En general, creo que hay que ir hacia dar el mayor control a las personas sobre su carrera laboral. Si introducimos cuentas nocionales que muestren los derechos acumulados, los ciudadanos pueden elegir cuándo retirarse según cuánto tengan cotizado. Además hay que profundizar en compaginar cobro parcial de pensión con trabajo parcial. En muchos casos (el mío, por ejemplo) uno no quiere retirarse. (¡Yo aspiro a no retirarme nunca!).

¿Le parece sostenible el esquema de pensiones públicas?

La economía debe volver a crecer y tenemos que dejar de perder población. Nuestro programa logrará esto, y esto hará que el Estado del bienestar será sostenible.

¿Subir o bajar impuestos?

En estos momentos nuestra situación presupuestaria es muy delicada (con un agujero de déficit más que notable) y no me parece que, en el muy corto plazo, tengamos margen para reducir de manera agresiva nuestra carga impositiva. En el medio plazo, cuando gracias a la revitalización de la economía española que nuestro programa económico va a fomentar, repensaremos toda la estructura fiscal para que nuestro sistema impositivo premie el esfuerzo y el ahorro.

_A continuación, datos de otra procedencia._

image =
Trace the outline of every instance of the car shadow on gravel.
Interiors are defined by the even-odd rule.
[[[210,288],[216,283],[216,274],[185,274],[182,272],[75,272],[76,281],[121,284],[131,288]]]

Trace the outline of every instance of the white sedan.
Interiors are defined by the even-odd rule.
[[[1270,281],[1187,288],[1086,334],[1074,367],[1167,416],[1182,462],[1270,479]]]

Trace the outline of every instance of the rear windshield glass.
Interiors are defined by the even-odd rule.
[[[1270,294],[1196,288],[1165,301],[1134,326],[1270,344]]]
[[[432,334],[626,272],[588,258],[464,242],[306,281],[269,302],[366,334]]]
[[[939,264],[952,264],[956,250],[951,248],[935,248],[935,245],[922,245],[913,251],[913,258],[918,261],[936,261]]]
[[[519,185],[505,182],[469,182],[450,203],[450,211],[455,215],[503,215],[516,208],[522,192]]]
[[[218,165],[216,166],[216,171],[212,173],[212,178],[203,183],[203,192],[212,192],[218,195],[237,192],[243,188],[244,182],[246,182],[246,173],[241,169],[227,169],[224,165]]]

¿Cree que la lucha contra el fraude fiscal es la panacea para arreglar las cuentas del Estado?

Propondremos una reforma fiscal amplia. La lucha contra el fraude es una de las medidas clave, y hay bolsas enormes de fraude sin atacar.

¿Mantendrá el Impuesto de Patrimonio? ¿Y el de Sucesiones y Donaciones?

Los impuestos sobre el patrimonio o sucesiones pueden jugar un cierto papel en ese sistema tributario más que como figuras recaudatorias como medio de control del fraude fiscal.

¿Qué haría con el IRPF?

Como decía antes, hay que bajar los tipos, simplificarlo, introducir deducciones. Pero a corto plazo la clave es cerrar el agujero fiscal y dejar de depender de la deuda para financiarnos.

Si la prioridad es cerrar el agujero fiscal, ¿no sería preferible reducir el gasto público en vez de fiar ese proceso a unos impuestos que ya son muy altos?

No es la prioridad cerrar el agujero, sino generar crecimiento sostenible para acabar con el paro y asegurar la sostenibilidad del Estado del bienestar. Ahora mismo, con la actuación del BCE, los tipos de interés están extremadamente bajos. Además, España tiene el viento a favor, con el 1.5% del PIB de ahorro de la factura del petróleo y la caída de los tipos que ha generado Draghi. La prioridad es usar este espacio para hacer las reformas económicas necesarias para que el país reemprenda su camino.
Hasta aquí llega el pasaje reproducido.